A significant portion of PL intensity coupled to TE₀ (or TM₀) mode is lost due to diffraction into nonvertical angles (flat bands in Figure 4A,E). The light diffracted into these directions can be collected by placing the optical fiber closer to the sample or by using objectives with higher numerical aperture. Nevertheless, it leads to the loss of spectral selectivity of leaky modes, because other wavelengths are also diffracted into these directions. Note that the spectral selectivity is especially important for sensing applications.

Figure 4 also compares the simulated and measured transmission efficiency. The most prominent difference between the simulated and measured transmission efficiency lies in the shift of the TM₀ mode spectral position. The difference originates from localization of electric field of this mode near the diamond surface as described in Suppl. info (Section 6, TM-polarized excitation).
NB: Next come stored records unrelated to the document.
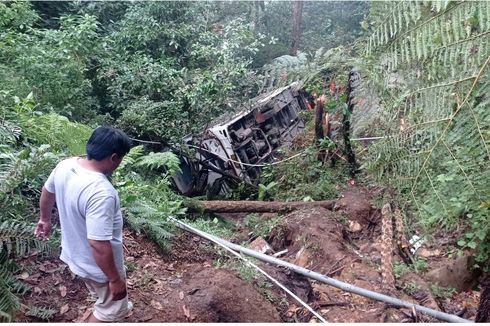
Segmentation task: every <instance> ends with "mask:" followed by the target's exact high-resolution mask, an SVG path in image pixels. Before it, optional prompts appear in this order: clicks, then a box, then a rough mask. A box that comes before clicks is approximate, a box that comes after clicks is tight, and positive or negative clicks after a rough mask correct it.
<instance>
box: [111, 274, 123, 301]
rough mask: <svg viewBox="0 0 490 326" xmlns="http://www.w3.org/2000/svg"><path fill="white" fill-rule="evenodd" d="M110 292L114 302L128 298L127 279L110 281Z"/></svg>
mask: <svg viewBox="0 0 490 326" xmlns="http://www.w3.org/2000/svg"><path fill="white" fill-rule="evenodd" d="M109 290H110V291H111V294H112V301H118V300H122V299H124V298H125V297H126V294H127V290H126V279H125V278H121V277H119V278H117V279H116V280H114V281H112V282H111V281H109Z"/></svg>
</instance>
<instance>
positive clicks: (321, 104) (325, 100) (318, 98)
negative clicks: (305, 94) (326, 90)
mask: <svg viewBox="0 0 490 326" xmlns="http://www.w3.org/2000/svg"><path fill="white" fill-rule="evenodd" d="M326 101H327V97H326V96H325V94H322V95H320V97H319V98H317V99H316V103H317V104H320V105H323V104H325V102H326Z"/></svg>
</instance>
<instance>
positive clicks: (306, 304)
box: [169, 216, 328, 323]
mask: <svg viewBox="0 0 490 326" xmlns="http://www.w3.org/2000/svg"><path fill="white" fill-rule="evenodd" d="M169 219H170V220H171V221H173V222H175V224H177V226H178V225H179V224H180V225H182V226H184V227H185V228H186V229H189V230H192V232H194V233H196V234H198V235H199V236H201V237H203V238H205V239H207V240H209V241H211V242H213V243H215V244H217V245H219V246H220V247H222V248H224V249H226V250H227V251H229V252H230V253H232V254H233V255H235V256H237V257H238V258H240V259H241V260H243V261H244V262H245V263H246V264H247V265H249V266H251V267H253V268H255V269H257V270H258V271H259V272H261V273H262V274H263V275H265V276H266V277H267V278H268V279H269V280H271V281H272V282H274V283H275V284H276V285H277V286H279V287H280V288H281V289H283V290H284V291H285V292H286V293H287V294H289V295H290V296H292V297H293V298H294V299H295V300H296V301H298V302H299V303H300V304H301V305H303V306H304V307H305V308H306V309H308V310H309V311H310V312H311V313H312V314H313V315H314V316H315V317H316V318H318V320H320V321H321V322H322V323H328V322H327V321H326V320H325V318H323V317H322V316H321V315H320V314H318V313H317V312H316V311H314V310H313V308H311V307H310V306H309V305H308V304H307V303H305V302H304V301H303V300H301V299H300V298H299V297H298V296H296V295H295V294H294V293H293V292H291V291H290V290H289V289H288V288H286V287H285V286H284V285H282V284H281V283H279V281H277V280H276V279H275V278H273V277H272V276H270V275H269V274H267V273H266V272H265V271H264V270H262V269H261V268H260V267H258V266H257V265H255V264H254V263H252V262H251V261H250V260H248V259H246V258H245V257H243V256H242V255H240V254H239V253H237V252H236V251H234V250H232V249H230V248H228V247H227V246H225V245H223V244H221V243H220V242H218V241H216V240H215V239H213V238H211V237H209V236H208V235H207V234H206V233H204V232H201V231H200V230H198V229H196V228H193V227H192V226H190V225H188V224H185V223H184V222H181V221H179V220H177V219H176V218H174V217H172V216H170V217H169Z"/></svg>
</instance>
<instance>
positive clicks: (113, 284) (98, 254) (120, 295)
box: [88, 239, 126, 301]
mask: <svg viewBox="0 0 490 326" xmlns="http://www.w3.org/2000/svg"><path fill="white" fill-rule="evenodd" d="M88 242H89V244H90V248H92V253H93V255H94V258H95V262H96V263H97V266H99V267H100V269H101V270H102V271H103V272H104V274H105V275H106V276H107V278H108V279H109V288H110V290H111V293H112V300H114V301H117V300H121V299H124V297H126V280H125V279H124V278H123V277H121V275H119V272H118V270H117V268H116V264H115V263H114V255H113V253H112V245H111V242H110V241H109V240H104V241H101V240H90V239H89V240H88Z"/></svg>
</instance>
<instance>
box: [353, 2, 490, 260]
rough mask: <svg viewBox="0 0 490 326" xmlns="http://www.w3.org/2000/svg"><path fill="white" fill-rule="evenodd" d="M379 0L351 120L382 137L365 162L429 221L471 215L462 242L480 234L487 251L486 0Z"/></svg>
mask: <svg viewBox="0 0 490 326" xmlns="http://www.w3.org/2000/svg"><path fill="white" fill-rule="evenodd" d="M373 6H374V7H378V8H380V9H379V10H378V11H377V12H378V15H380V17H381V16H382V17H383V18H380V19H378V21H379V25H378V26H377V27H376V29H375V30H374V31H373V33H372V35H371V36H370V38H369V40H367V41H366V45H367V46H366V56H365V59H364V60H365V62H363V63H361V67H362V70H363V75H364V79H363V85H362V87H360V88H359V89H358V90H356V92H355V94H353V95H354V98H355V101H357V103H358V104H357V106H356V109H355V110H354V114H353V116H352V120H353V121H352V122H353V123H352V126H353V129H354V135H355V136H384V137H385V138H384V139H383V140H380V141H378V142H376V143H375V144H372V145H371V146H370V148H369V152H368V153H367V155H366V156H365V158H364V161H365V163H364V165H363V167H364V168H365V169H366V170H367V171H369V172H370V174H371V175H372V176H373V177H375V179H376V180H379V181H385V182H388V183H390V184H391V185H393V186H394V187H396V188H397V189H398V191H399V193H400V195H401V198H403V200H401V201H403V202H405V203H406V204H408V205H407V206H410V207H411V208H412V209H413V210H414V211H415V213H416V216H417V218H418V221H417V222H418V223H419V224H421V225H424V226H425V227H426V230H429V229H430V228H433V227H434V226H438V227H440V226H445V227H447V228H451V227H454V226H455V225H461V224H463V225H465V226H466V228H467V229H468V232H467V234H466V237H465V240H464V241H461V242H460V243H461V244H462V245H466V246H468V247H469V248H470V249H475V248H476V247H477V245H478V244H479V246H478V248H479V249H478V250H477V253H476V255H477V257H479V260H480V261H481V262H483V261H488V257H490V252H489V251H488V248H487V247H488V246H484V245H483V244H484V241H485V239H486V238H487V237H488V235H489V234H490V228H489V227H488V219H486V222H483V221H485V219H484V218H483V217H484V216H488V208H485V207H486V206H485V205H482V203H483V202H485V201H486V200H488V198H489V197H490V189H489V187H488V184H490V172H489V171H490V163H489V162H490V133H489V132H488V130H490V113H489V110H488V106H489V105H490V98H489V95H488V94H489V90H490V72H489V69H490V68H489V60H490V57H489V54H490V3H488V2H484V1H478V2H476V1H475V2H474V1H458V2H447V1H446V2H441V3H439V2H437V1H424V2H409V1H405V2H402V3H396V2H394V3H383V4H381V3H376V2H375V3H373ZM400 11H403V12H400ZM383 15H384V16H383ZM361 102H362V104H361ZM366 117H367V118H366ZM484 251H485V252H484Z"/></svg>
The PhC structures under the study were designed to obtain high vertical PL enhancement in the red part of the visible spectrum. This is spectrally near to zero phonon spectral lines of negatively charged nitrogen vacancy (637 nm) or silicon vacancy (738 nm) color centers [2], [38], [39], which are potential single photon sources [3] and sensing components [40], [41]. Even though there were no (or very few) color centers in the present samples, they can be introduced into the diamond using ion implantation technique or directly during fabrication of new samples [42], [43]. The spectral position of the leaky modes may be shifted to the emission peak of the color center by adjusting the lattice constant [24]. However, due to the fabrication imperfections, tuning of the PhC structures to an exact a priori selected wavelength is not possible. Nevertheless, fine tuning of the extraction resonance spectral position can be done by postprocessing: overgrowth of the PhC structures with thin diamond layer to increase layer height or sample etching to reduce the layer height. The former was used for fabrication and spectral tuning of leaky resonances by bottom-up approach [28]. Also note that the spectral shift of resonances is not detrimental for excitation in-coupling as it only requires slight adjustment of the excitation beam angle of incidence. Furthermore, Figure 1C shows that the same TE₀ excitation mode can be excited also by other wavelengths if the resonant angle is shifted appropriately. Moreover, other resonant angles exist also for the excitation in the other direction of high symmetry, the Γ-M direction. Finally, the TM₀ leaky mode has high field intensity located on the PhC surface (Figure 1B). Combination of near-surface color centers sensitive to the changes of surroundings with a photonic crystal tuned at the TM₀ resonance is, therefore, promising for increased optical sensor sensitivity.

To conclude, we have shown that the resonant excitation/extraction scheme can be used to achieve 115-fold enhancement of PL intensity originating from light-emitters in nanocrystalline diamond-based photonic crystals. Even though that the nanocrystalline diamond possesses relatively high optical losses, the achieved enhancement is comparable to that obtained for a material with negligible losses [30]. In order to reach such enhancement, we have shown that both the spatial overlap between the excitation and the extraction leaky mode, and the spatial overlap between the light-emitters and the extraction leaky mode must be maximized. This condition is fulfilled for the TE₀ leaky mode used both for the excitation in-coupling and for the extraction of PL in the case of nanocrystalline diamond PhCs. The usage of the same mode for both excitation and extraction is more important than tuning of the Q-factors of excitation and extraction leaky modes individually. Moreover, the Q-factor must be separated into the effect of Bragg diffraction, absorption, and scattering in order to reasonably explain the excitation/extraction efficiency of the leaky modes. Our results, even though obtained on a specific material, can be extended towards any dielectric material with optical losses.